I want to use float4 so the loop now should executes 1/4 times. For that reason should I inrease the i like i+=4 or limit i to i<(NPAGES-1)/4?

The first line of the code is: dA += bx * ldda + tx;, so I have the location of dA based on each thread. What should I do here?



I think below code is not correct.

// read

   dA += bx * ldda + tx;

    #pragma unroll
    for(int i = 0; i < (NPAGES-1)/4; i++){
        reinterpret_cast<float4*>(rA)[i] = reinterpret_cast<float4*>(dA)[i*TX];
    }
    if( tx <  m_){
        rA[NPAGES-1] = dA[ (NPAGES-1) * TX ];
    }

Note that on GPUs all loads must be naturally aligned. This is different from x86 CPUs that support unaligned access (at some cost to performance).

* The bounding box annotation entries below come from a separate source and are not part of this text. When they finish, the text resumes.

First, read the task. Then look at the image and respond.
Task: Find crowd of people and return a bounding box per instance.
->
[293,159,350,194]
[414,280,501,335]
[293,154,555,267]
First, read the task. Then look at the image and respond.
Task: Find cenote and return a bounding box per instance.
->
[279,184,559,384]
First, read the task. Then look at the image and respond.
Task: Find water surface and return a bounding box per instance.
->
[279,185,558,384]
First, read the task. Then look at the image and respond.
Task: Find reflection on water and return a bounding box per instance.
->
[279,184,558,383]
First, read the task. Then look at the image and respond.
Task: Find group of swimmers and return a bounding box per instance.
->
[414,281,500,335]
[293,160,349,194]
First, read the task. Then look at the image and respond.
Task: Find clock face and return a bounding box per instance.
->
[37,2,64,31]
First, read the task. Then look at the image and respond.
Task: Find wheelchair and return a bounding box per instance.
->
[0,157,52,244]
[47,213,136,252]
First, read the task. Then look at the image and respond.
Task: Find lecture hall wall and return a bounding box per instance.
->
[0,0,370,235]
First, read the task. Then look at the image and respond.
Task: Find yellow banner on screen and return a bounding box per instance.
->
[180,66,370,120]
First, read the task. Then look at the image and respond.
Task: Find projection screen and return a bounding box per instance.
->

Therefore re-interpreting a float* as a float4* and then de-referencing the latter will only work as intended if the pointer has 16-byte alignment.

Thanks njuffa,

I have a matrix which allocated by cudamalloc, and here the dA is refering to that matrix in global memory. I was expected to see it as a aligned memory.

Based on the section 5.3 of CUDA_C_Programming_Guide I think it should be 16-bytes aligned memory. Am I wrong?

I have another question about registers which they do not have indexing. How can I manage them to be able to de-reference them for vectorization load?